Opal-crowned Tanager forages in the canopy (Parker et al. 1996). They hop along tree limbs while using the diagonal lean method for insect foraging (Hilty and Brown 1986, Isler and Isler 1987). At a Ficus tree in southeastern Peru, Tello (2003) observed them feeding on the fruit of the tree from perches and described their fruit handling method as "mash" (ingesting the pulp and juice and dropping the remains).
There are no published data on territorial defense, maintenance, or home range size for Opal-crowned Tanager. At one site in southeastern Peru, the density of these tanagers was estimated at 2 individuals/100 ha (Terborgh et al. 1990).
Undescribed; presumably Opal-crowned Tanager is at least socially monogamous.

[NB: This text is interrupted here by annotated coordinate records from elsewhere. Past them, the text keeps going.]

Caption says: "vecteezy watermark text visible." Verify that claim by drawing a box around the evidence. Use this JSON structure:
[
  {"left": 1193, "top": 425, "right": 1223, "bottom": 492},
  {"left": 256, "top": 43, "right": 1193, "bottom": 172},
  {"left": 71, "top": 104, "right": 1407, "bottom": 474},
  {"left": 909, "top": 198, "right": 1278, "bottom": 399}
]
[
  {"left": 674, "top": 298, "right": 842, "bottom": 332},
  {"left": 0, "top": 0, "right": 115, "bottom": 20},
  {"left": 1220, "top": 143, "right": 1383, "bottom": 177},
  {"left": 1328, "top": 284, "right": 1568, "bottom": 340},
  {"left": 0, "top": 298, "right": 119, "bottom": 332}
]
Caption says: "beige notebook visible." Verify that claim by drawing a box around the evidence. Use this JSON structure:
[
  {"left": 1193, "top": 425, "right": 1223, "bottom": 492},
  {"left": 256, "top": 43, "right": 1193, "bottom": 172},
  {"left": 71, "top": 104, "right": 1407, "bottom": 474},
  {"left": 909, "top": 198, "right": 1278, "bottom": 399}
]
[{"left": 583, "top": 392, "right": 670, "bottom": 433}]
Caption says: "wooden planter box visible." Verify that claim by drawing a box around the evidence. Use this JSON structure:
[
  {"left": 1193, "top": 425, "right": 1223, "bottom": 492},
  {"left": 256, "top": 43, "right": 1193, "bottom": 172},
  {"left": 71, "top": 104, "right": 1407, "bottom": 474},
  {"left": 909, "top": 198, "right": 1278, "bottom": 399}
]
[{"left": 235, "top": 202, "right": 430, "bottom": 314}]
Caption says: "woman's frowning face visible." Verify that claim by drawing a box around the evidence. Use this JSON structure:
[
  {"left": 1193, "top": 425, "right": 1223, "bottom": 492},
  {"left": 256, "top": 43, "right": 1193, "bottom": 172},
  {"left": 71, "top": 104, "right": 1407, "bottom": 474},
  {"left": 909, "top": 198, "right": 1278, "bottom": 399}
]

Social and interspecific behavior
Opal-crowned Tanagers generally are seen singly or sometimes in groups of two or three; less commonly, they have been observed to be in groups of up to seven individuals (Isler and Isler 1987). They also regularly join mixed species flocks (Isler and Isler 1987). Munn (1985) observed Opal-crowned Tanagers in temporary flocks with other species of Tangara and Dacnis in Amazonian Peru. In these temporary groups, Paradise Tanager (Tangara chilensis) generally was the leading species with any combination of local Tangara and Dacnis species, often including two to eight individuals of Opal-crowned Tanager. These groups were nonpermanent and sometimes joined the permanent canopy flocks in the area for short feeding bouts (Munn 1985).
There are no reports of predation on Opal-crowned Tanager?